I had a very vague idea about that, from talking to some of my friends at school. “Dad I will get a job now, and start saving so by the time I graduate, I will have enough money to buy a car.” I had no idea if this was possible, or even where to buy a car, or how much it would cost. Up until now, the biggest purchase I had made was a movie ticket.

Just then my mother said,” Harry teach her to drive; she’ll need to learn at some point, why not now, before she graduates?”

I stared at my mother.I couldn’t believe she spoke up to my father. It was really unheard of. He rarely asked or wanted her opinion or anyone else’s. My father looks from my mother to me, and then with a loud sigh, he said, “OK, OK next Saturday, we’ll give it a try.”

Saturday arrived, and I was filled with excitement and trepidation. As I was finishing breakfast my father said, “all right, Susan get in the car, we’re going over to the Sears parking lot at the Moorestown Mall, and you will practice.”

As we pulled into the parking lot, my father said,” whatever I tell you to do, do it, nothing else.” We switched places in the front seat. My father explained how to sit properly in the seat, how to check the position of the mirrors, the signals, the gas pedal, and, most importantly, the brake.

“Susan, we’re just going to go from point A to B. Then, you will depress the brake, when I tell you, show me which is the gas pedal, which is the brake.” I was nervous and started biting my nails.

Off we went back and forth, back and forth, for about fifteen minutes. “OK Susan, now I want you to start turning the wheel, you’re going to drive in a circle.” I started to do that, although I didn’t make a perfect circle.

My father started yelling, louder and louder, “slow down, slow down, you’re going too fast. The louder he yelled the more nervous I got. I forgot which pedal was which. He told me to stop and,  I hit the gas pedal hard by mistake. We started heading toward a little building, Sear’s Auto Parts.

My father’s yelling got me so flustered I smashed right into a pile of car tires next to the side entrance of the building. Which was lucky for us, because otherwise I would have hit the building itself.

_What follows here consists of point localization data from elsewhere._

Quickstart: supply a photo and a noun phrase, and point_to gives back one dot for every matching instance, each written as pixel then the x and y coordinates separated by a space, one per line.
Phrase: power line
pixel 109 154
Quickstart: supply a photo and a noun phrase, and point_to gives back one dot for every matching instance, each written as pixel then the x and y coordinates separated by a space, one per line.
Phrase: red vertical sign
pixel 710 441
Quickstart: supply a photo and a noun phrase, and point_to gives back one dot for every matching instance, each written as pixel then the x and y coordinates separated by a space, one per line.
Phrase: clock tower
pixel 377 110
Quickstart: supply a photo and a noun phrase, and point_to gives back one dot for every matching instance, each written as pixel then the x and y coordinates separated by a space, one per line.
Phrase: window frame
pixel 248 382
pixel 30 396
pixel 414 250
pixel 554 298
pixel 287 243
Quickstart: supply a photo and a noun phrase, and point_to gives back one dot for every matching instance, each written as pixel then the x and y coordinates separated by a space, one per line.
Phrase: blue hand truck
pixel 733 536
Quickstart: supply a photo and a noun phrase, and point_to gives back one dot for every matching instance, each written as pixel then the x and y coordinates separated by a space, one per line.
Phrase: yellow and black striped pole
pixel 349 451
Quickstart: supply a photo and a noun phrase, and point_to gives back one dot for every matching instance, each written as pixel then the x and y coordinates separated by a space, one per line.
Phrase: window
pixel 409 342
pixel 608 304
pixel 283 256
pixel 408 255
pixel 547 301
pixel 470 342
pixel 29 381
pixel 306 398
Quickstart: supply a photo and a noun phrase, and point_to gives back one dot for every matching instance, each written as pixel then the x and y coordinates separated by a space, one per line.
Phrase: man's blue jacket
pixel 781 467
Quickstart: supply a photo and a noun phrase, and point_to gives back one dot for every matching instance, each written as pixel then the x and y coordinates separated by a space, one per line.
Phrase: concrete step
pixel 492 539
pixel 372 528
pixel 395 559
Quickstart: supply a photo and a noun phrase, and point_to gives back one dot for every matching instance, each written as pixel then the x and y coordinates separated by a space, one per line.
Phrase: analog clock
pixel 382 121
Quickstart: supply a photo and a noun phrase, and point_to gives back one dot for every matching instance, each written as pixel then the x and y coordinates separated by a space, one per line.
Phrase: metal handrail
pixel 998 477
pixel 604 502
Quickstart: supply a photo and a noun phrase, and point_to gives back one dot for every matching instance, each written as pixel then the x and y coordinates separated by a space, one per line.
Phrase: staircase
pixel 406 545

I let go of the wheel, and the gas pedal, and that is when we stopped, and my father reached over and hit me on my arm as hard as he could. That was the end of the driving lessons.  Without looking directly at me, my father said, “Get out of the car Susan.”

I got out, I was pretty shaken up, between the yelling, crashing into the tires, and then getting smacked. I could only remember my father hitting one other time, so I knew he was really, really mad.

I thought he was just going to drive away and leave me, but he said, Get in the back!”

After that, I asked my sister Betty to teach me to drive. She said she would. Even though she was married and had four kids. She found the time to teach me and take me to get my driver’s license test. The day I passed the test, I told my dad. And he just shook his head and said, “just what the world needs another woman behind the wheel.”